Apesar dos festejos dos munícipes pela criação da escola, várias dificuldades surgiram, entre elas a falta de um prédio apropriado para o funcionamento da recém-criada Escola Normal. Em Itapetininga foi instalada momentaneamente apenas uma Escola Modelo, sendo nomeado para dirigi-la o português major Antônio Augusto da Fonseca (1855–1916), fundador do Externato Providência.
Uma comissão de importantes representantes da política local decidiu que, em caráter provisório, a escola funcionaria no antigo prédio da Rua do Comércio, em 1895. No final desse ano, em 17 de dezembro, a Câmara Municipal entregou o terreno ao Estado para a construção da escola. Sua pedra fundamental foi lançada somente no mês de maio do ano seguinte.
Em 1897, com a publicação do Decreto nº 428, foi autorizada a criação de uma Escola Modelo Complementar, anexada à Escola Modelo de Itapetininga. A Escola Complementar diplomou professores designados de complementaristas.
Às dez horas da manhã, no dia 23 de novembro de 1897, no salão nobre do Clube Venâncio Ayres, ocorreu a avaliação dos alunos do 1º ano da Escola Modelo. A bancada examinadora era composta pelo major Fonseca, o professor Dr. Henrique de Sá e o professor José Carlos Dias. Consta em Ata, redigida por Sebastião Villaça, que a prova ocorreu com a presença de “excelentíssimas famílias” e “muitos cavalheiros”. O programa do exame, elogiado pela comissão, foi elaborado pela professora Maria Rodrigues de Azevedo Lobo. ( "Livro 120 anos em 120 páginas" - 1ª Edição 2015 - Sala de Leitura da E.E. PEIXOTO GOMIDE" )
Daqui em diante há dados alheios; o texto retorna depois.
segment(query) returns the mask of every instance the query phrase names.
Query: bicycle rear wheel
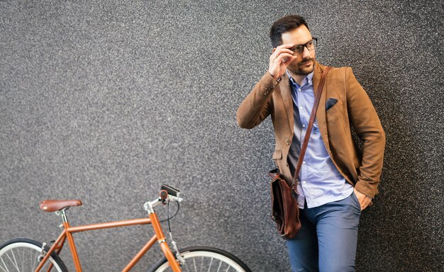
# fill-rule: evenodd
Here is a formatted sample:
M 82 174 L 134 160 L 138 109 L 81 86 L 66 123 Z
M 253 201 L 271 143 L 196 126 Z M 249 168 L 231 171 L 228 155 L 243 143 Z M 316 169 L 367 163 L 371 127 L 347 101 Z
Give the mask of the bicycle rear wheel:
M 183 271 L 238 271 L 251 272 L 250 268 L 235 256 L 212 247 L 189 247 L 179 250 L 185 260 Z M 150 271 L 172 271 L 165 258 L 159 261 Z
M 29 239 L 19 238 L 9 240 L 0 246 L 0 271 L 33 271 L 40 263 L 39 256 L 42 251 L 42 243 Z M 49 249 L 45 247 L 45 251 Z M 55 254 L 52 253 L 41 271 L 51 271 L 67 272 L 65 264 Z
Segundo Milton Cardoso do Correio de Itapetininga – Especial para o Correio de Itapetininga - a escolha de Itapetininga para sediar a primeira escola na formação de normalistas do Estado deve-se particularmente ao empenho de duas pessoas: Peixoto Gomide (1849-1906) e Coronel Fernando Prestes (1855-1937), ilustres personalidades políticas na época. O monumental projeto de edificações, destinado a sediar três escolas (Normal, Modelo Preliminar e Modelo Complementar) ficou a cargo do renomado Ramos de Azevedo (1851-1928), um dos mais conceituados arquitetos brasileiros na época. O prédio central tem a sua planta em “U”, semelhante à da Escola Normal Caetano de Campos (hoje sede da Secretaria de Educação), enquanto os outros dois seguiram a mesma planta dos grupos escolares do período. Decorreram-se quase sete anos, entre a publicação do decreto e a finalização da construção do conjunto arquitetônico, em 1900. Enquanto a cidade não se dispunha de um prédio apropriado na formação de professores, foi instalada em 1895, uma Escola Modelo, comandada pelo major Fonseca (1855–1916), localizada na Rua Campos Salles.
O primeiro diretor da escola Normal foi o Professor Pedro Voss (1871-1940), que ocupou o cargo entre os anos de 1902 até 1924. Para se ter a ideia da importância da Escola Normal na formação de professores, até fins da década de 1920, a Escola Normal de Itapetininga formava cerca de um décimo dos professores do Estado. O conjunto arquitetônico também serviu de base para a Revolução Constitucionalista, alojamento de civis voluntários e hospital de sangue.